The appetite for energy creates the need for more space in the data center to house the facility infrastructure that keeps the computers from going down. In a data center, "white space" refers to the usable space, measured in square feet, where computer cabinets are housed. The amount of space needed by computers is getting smaller in part because servers are much thinner, allowing more to fit in less space.
"Companies can now incorporate blade servers, which can hold up to 42 servers per rack," says Paul E. Schlattman, vice president, mission critical facilities group, Environmental Systems Design. The new servers may now need only two racks where old servers would have needed 10.
Servers may also need less physical space because of virtualization, says Schlattman. Virtualization allows a server to run multiple platforms. In the past each server would use only 8 to 10 percent of its capacity, because it would run only a specific type of software. With virtualization, on the other hand, servers can run multiple platforms, "so now my server is running at 80 percent of its capacity," says Schlattman. "This also increases the need for power, because the (server) is running hotter." Although the blade rack requires more power than a normal rack, overall the data center will save both space and energy by using the blade rack.
Those IT-side developments have huge implications for the data center facility infrastructure. As density increases, so does the need for support infrastructure: power transformers, uninterruptible power supply (UPS) systems, computer room air conditioners (CRACs) and chillers, and air distribution systems. In the highest tier data centers, support infrastructure may occupy four to six times the amount of space needed to house the computers. The higher the kilowatt load the computers are supporting, the more the infrastructure will be needed.

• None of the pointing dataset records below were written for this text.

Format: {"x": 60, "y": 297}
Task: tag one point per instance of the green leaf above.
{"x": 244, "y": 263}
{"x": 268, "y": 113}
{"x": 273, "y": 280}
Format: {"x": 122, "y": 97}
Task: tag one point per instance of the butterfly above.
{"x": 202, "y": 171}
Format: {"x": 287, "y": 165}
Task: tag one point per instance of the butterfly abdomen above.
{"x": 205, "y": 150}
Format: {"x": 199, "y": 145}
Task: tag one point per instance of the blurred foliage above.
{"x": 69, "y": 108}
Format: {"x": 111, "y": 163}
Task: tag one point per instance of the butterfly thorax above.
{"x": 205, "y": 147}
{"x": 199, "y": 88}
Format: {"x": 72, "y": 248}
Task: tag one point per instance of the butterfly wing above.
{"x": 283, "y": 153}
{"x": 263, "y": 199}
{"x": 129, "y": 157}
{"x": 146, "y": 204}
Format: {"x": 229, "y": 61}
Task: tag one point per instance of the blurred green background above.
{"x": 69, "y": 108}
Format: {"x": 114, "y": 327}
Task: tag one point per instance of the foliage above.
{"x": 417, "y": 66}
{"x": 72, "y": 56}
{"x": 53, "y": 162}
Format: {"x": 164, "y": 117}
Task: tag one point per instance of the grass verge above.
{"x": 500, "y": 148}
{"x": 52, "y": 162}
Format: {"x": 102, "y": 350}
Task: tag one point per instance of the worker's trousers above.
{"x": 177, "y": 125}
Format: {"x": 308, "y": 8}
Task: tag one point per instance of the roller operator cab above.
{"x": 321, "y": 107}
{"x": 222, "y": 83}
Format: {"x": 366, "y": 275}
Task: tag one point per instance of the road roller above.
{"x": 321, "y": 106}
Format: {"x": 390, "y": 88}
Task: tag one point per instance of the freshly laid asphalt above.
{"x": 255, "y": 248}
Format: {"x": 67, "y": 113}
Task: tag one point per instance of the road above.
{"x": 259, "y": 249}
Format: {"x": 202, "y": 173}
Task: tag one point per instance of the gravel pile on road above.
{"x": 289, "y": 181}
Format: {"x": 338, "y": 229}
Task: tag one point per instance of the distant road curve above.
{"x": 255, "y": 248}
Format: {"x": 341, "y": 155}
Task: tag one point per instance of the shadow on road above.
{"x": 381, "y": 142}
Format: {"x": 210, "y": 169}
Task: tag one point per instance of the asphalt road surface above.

The increases in density have been significant, says R. Stephen Spinazzola, vice president, RTKL Associates. "Ten years ago, 500 kilowatts [of power] was considered to be robust; today 1,000 to 5,000 kilowatts of power is robust," he says. Clearly, the amount of square footage needed, in terms of infrastructure, to support 5,000 kilowatts of power will be much greater than the space needed to support computers running on less power.
A single computer cabinet may have been powered by one kilowatt 10 years ago, but it now uses 50 kilowatts. "It is hard to distribute that much power and cooling in a small space," Spinazzola says. The most common mistake in legacy data centers is to keep "migrating technology," or increasing computing power in the same amount of space, without thinking about how the facility can supply all that power and cooling to support the increased IT load, Spinazzola says.